By WAYNE PARRY
TRENTON, N.J. (AP) _ Students from a Jersey shore environmental science school helped get lawmakers to speed up action on a turtle protection bill that had been moving as slowly as, well, a turtle.
The students at Manahawkin’s Marine Academy of Technology and Environmental Science got a state senator to introduce a bill in December making it illegal to take diamondback terrapins from the wild. But it hasn’t gone anywhere since, prompting the students to attend Monday’s hearing before a senate committee.
After hearing from five students from the school’s Project Terrapin, the senate environment and energy committee approved the bill and sent it to the full state senate for an as-yet unscheduled vote.
“Terrapins are being overharvested and sold internationally,” student Katie Demarion said.
Other students said the decline of terrapins in the wild mirrors the failing health of Barnegat Bay, which is under intense pressure from pollution caused by rapid development of land along the bay’s shores. Cars kill many turtles each year, and their habitat in coastal marshes is shrinking, but they also are harvested for Asian markets, where they are a popular food.

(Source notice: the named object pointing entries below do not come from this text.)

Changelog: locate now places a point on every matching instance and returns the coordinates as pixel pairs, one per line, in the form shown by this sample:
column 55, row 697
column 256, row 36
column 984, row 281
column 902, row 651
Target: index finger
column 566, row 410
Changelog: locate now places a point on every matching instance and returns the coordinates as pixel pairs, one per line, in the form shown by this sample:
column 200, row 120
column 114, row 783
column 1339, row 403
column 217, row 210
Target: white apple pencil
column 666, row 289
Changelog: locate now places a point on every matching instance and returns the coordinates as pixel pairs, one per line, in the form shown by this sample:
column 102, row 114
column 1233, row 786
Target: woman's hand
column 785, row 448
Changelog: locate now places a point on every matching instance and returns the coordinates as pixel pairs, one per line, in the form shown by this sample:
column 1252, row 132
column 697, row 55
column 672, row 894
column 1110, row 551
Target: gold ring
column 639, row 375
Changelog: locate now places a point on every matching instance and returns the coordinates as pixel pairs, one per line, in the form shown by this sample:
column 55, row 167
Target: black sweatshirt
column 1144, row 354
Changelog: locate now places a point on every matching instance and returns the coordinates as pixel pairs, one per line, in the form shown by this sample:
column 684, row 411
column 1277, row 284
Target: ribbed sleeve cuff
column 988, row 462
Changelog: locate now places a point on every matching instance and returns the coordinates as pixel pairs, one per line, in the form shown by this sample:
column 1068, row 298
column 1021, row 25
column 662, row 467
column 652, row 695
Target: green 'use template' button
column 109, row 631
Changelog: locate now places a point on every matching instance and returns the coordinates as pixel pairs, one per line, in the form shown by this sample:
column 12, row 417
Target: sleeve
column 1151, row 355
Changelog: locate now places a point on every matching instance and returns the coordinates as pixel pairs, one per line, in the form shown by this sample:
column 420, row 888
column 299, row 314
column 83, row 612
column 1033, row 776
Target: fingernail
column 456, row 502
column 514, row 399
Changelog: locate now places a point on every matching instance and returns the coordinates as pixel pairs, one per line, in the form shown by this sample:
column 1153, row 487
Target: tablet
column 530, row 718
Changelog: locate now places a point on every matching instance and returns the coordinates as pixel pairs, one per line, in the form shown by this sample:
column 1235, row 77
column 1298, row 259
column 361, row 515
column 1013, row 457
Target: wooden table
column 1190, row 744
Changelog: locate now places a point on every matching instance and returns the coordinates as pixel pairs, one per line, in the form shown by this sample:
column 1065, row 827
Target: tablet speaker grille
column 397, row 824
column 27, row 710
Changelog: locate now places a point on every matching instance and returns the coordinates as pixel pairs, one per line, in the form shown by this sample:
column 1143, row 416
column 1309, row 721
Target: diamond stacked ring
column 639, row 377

The students have been studying and trying to protect terrapins since 2002, educating the public about them and researching the turtles’ numbers.
Environmental groups support the bill, as well.
“We need to stick our necks out to protect the turtles,” said Jeff Tittel, director of the New Jersey Sierra Club.
New Jersey halted this year’s harvest season for terrapins, but the bill would make the ban permanent.
John Wnek, the school’s supervisor, said the population of terrapins on Sedge Island near the Barnegat Inlet has been declining, from about 100 in 2002 to the low 70s now. And 21 percent of the animals that student researchers catch show signs of injuries from boats.
The New Jersey Audubon Society estimated 4,300 terrapins were illegally taken from the wild last year in New Jersey.